36-467/36-667

18 October 2018

\[ \newcommand{\Expect}[1]{\mathbb{E}\left[ #1 \right]} \newcommand{\Var}[1]{\mathrm{Var}\left[ #1 \right]} \newcommand{\Cov}[1]{\mathrm{Cov}\left[ #1 \right]} \newcommand{\Neighbors}{N} \]

- Autoregressive models of order \(p\) (AR\((p)\)) for time univariate time series:
- \(X(t) = a+\sum_{j=1}^{p}{b_j X(t-j)} + \epsilon(t)\)
- Innovations \(\epsilon\) uncorrelated with each other and with past of \(X\)
- Generating a time series = step through that rule over and over
- Predictions = plug in to the deterministic part

- Vector autoregressions of order \(p\) (VAR\((p)\)) for multivariate time series:
- \(\vec{X}(t) = \vec{a} + \sum_{j=1}^{p}{\mathbf{b}_j \vec{X}(t-j)} + \vec{\epsilon}(t)\)
- All vectors have dimension \(k\), matrices dimension \(k\times k\)

- In general:
- Can eliminate higher-order dependence in favor of first-order dependence with more variables (to keep track of memory)
- In a first-order linear system, the eigenvalues and eigenvectors tell us everything

- A little about estimating AR(1)
- What to do with purely spatial data?
- What to do with spatio-temporal data?

- If we can estimate an AR(1), we can figure out how to estimate a VAR(1)
- If we can estimate a VAR(1), we should be able to estimate an AR(p)
- So focus on estimating an AR(1)

\[ X(t) = a+b X(t-1) + \epsilon(t) \]

- Given data \(X(0), X(1), X(2), \ldots X(t), \ldots X(n)\), how do we fit this?
- If we can find \(a, b\) we can get distribution of \(\epsilon\) from residuals
- If we can find \(b\) we can find \(a\) in lots of ways

- Assume stationarity (so \(|b| < 1\))
- Work out covariance function \(\gamma(h; b) = b^h \gamma(0)\)
- More work if doing this for an AR\((p)\)

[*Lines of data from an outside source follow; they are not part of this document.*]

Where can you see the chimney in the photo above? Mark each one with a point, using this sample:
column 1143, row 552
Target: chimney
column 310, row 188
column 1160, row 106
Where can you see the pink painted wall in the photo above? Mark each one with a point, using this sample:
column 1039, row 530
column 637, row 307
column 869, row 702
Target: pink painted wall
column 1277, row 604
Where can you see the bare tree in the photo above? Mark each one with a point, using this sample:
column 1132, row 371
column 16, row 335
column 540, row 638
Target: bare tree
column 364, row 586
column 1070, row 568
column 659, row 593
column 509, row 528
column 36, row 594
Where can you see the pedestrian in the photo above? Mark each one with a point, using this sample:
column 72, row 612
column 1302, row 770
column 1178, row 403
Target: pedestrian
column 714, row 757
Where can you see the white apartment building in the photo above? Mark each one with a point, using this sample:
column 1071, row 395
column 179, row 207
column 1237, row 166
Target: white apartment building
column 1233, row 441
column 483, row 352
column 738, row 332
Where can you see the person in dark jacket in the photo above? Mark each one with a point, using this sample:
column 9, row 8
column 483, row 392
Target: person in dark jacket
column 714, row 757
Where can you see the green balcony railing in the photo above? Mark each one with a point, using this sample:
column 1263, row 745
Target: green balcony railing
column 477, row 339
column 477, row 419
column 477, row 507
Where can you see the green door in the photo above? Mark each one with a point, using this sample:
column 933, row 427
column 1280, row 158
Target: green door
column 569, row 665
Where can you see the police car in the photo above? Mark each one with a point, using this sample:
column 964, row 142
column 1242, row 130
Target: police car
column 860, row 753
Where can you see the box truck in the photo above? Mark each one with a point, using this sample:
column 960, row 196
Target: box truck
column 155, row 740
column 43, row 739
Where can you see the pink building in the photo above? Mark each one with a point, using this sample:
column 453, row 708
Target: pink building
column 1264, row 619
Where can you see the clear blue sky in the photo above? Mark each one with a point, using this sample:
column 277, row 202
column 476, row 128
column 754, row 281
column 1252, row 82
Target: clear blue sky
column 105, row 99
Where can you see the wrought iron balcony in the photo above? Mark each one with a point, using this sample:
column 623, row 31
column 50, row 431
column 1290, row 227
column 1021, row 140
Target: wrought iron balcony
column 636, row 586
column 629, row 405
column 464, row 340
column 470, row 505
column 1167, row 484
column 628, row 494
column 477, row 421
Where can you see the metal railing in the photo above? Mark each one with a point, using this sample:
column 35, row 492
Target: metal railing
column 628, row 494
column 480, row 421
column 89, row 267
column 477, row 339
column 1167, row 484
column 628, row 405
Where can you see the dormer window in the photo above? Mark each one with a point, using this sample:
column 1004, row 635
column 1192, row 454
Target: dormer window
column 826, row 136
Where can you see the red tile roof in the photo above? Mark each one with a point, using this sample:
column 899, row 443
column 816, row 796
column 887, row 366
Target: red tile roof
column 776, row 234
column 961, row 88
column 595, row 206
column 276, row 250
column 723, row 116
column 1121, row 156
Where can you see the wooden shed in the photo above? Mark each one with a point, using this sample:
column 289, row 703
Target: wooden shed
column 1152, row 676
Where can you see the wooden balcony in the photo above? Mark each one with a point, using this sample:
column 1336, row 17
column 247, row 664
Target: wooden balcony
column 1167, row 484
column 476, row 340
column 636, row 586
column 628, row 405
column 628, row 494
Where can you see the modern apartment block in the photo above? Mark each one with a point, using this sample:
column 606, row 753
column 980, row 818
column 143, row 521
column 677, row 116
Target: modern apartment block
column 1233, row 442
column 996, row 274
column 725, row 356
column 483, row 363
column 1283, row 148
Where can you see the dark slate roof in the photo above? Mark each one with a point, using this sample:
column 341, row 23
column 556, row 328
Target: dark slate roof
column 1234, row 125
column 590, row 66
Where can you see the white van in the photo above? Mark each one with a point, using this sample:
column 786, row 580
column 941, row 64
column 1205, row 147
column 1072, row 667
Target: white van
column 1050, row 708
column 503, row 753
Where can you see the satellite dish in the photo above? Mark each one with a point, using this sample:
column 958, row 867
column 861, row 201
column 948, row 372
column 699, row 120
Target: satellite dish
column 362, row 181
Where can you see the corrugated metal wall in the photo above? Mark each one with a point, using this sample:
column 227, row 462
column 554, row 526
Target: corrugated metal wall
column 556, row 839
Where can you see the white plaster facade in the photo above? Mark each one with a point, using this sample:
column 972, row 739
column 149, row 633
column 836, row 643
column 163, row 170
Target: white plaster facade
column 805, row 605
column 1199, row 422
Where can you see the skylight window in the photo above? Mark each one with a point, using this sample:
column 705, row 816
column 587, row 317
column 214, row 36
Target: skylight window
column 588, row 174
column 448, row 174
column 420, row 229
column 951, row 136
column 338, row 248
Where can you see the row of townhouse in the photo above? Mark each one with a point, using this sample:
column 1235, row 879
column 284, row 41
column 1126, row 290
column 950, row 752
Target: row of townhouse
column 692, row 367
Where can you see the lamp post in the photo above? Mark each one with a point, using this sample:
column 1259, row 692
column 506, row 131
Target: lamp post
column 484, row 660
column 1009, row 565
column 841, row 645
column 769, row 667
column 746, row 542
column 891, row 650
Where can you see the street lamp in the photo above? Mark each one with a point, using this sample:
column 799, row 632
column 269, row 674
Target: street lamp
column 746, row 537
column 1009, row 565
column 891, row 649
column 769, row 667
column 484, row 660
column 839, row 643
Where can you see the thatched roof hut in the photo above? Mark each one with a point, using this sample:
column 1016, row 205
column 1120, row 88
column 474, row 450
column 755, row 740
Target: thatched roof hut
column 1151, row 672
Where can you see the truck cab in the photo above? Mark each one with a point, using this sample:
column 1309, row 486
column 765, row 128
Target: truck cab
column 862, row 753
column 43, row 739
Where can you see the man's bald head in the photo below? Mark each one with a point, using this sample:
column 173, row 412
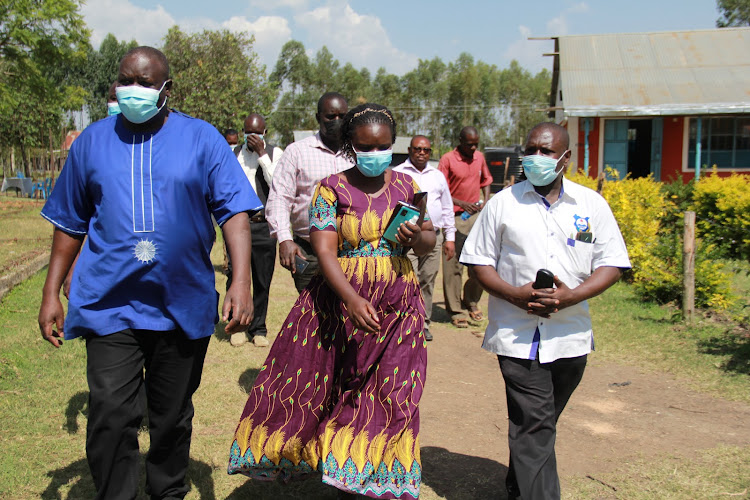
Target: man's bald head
column 559, row 133
column 255, row 124
column 468, row 132
column 156, row 60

- Pick the \(b\) that best fits observed \(\hat{\gamma}(h)\)
- Seems reasonable
*if*stationary **and**if \(\hat{\gamma}(h) \rightarrow \gamma_{\mathrm{true}}(h)\) as \(n\rightarrow \infty\) — why do we believe that?

- Assume \(a=0\) to simplify book-keeping
- Regress \(X(1), X(2), \ldots X(n)\) on \(X(0), X(1), \ldots X(n-1)\)
- i.e., “shut up and calculate”

- The usual math leads to \[\begin{eqnarray} \hat{b} & = & \frac{\sum_{t=0}^{n-1}{X(t)X(t+1)}}{\sum_{t=0}^{n-1}{X^2(t)}}\\ & = & \frac{\sum_{t=0}^{n-1}{X(t)(b X(t) + \epsilon(t+1))}}{\sum_{t=0}^{n-1}{X^2(t)}}\\ & = & b + \frac{\sum_{t=0}^{n-1}{X(t)\epsilon(t+1)}}{\sum_{t=0}^{n-1}{X^2(t)}} \end{eqnarray}\]
- \(X(t)\) and \(\epsilon(t+1)\) are uncorrelated so
*maybe*the extra bit goes to zero?

- Assume a pdf \(f\) for \(\epsilon(t)\) with parameter \(\theta\)
- Assume \(\epsilon(t)\) are IID, not just uncorrelated
- Conditional likelihood, given \(X(0)\), is \[ \prod_{t=1}^{n}{f(X(t) - a - bX(t-1); \theta)} \]
- Normalized conditional log-likelihood, given \(X(0)\), is \[ L_n(a,b,\theta) = \frac{1}{n}\sum_{t=1}^{n}{\log{f(X(t) - a - bX(t-1); \theta)}} \]
- Maximize this over \(a, b, \theta\)
- Can work if \(L_n(a,b,\theta)\) converges to a well-behaved limit

- We will see later what we need to assume to get either approach to work
- Stationarity will be sufficient, but OLS and MLE sometimes works for non-stationary processes

- For time, it makes sense to generate the future from the past
- Space isn’t
*directed*the same way time is - This makes purely spatial generative models much trickier, and much harder to interpret

- Data \(X(r_1), X(r_2), \ldots X(r_n)\)
- Assume \(r_i\) are on a regular grid
- Write \(\Neighbors(r)\) for the locations next to \(r\)
- CAR(1): \[
X(r) | \{X(q): q \in \Neighbors(r)\} = \sum_{j\in\Neighbors}{b_j X(r+j)} + \epsilon(r)
\]
- All neighborhoods have the same shape
- Each neighbor gets to have its own coefficient
- CAR\((p)\) is a sum of neighbors, plus neighbors’ neighbors, etc.
- Typically assume \(\epsilon\) is IID
- Easy to include a global mean

- Assume \(\epsilon(r)\) is IID Gaussian, variance \(\tau^2\)
- Assemble a matrix \(\mathbf{b}\) where \(b_{ij} =\) coefficient of \(X(r_j)\) in the model for \(X(r_i)\)
- Then \(X \sim \mathcal{N}(0, \tau^2(\mathbf{I}-\mathbf{b})^{-1})\)
**In-class exercise**: \[ X(r_i)|\text{all other}~ X(r_k)\sim \mathcal{N}(\mu(r_i), \tau^2) \] What is \(\mu(r_i)\), in terms of \(\mathbf{b}\) and the \(X\)’s?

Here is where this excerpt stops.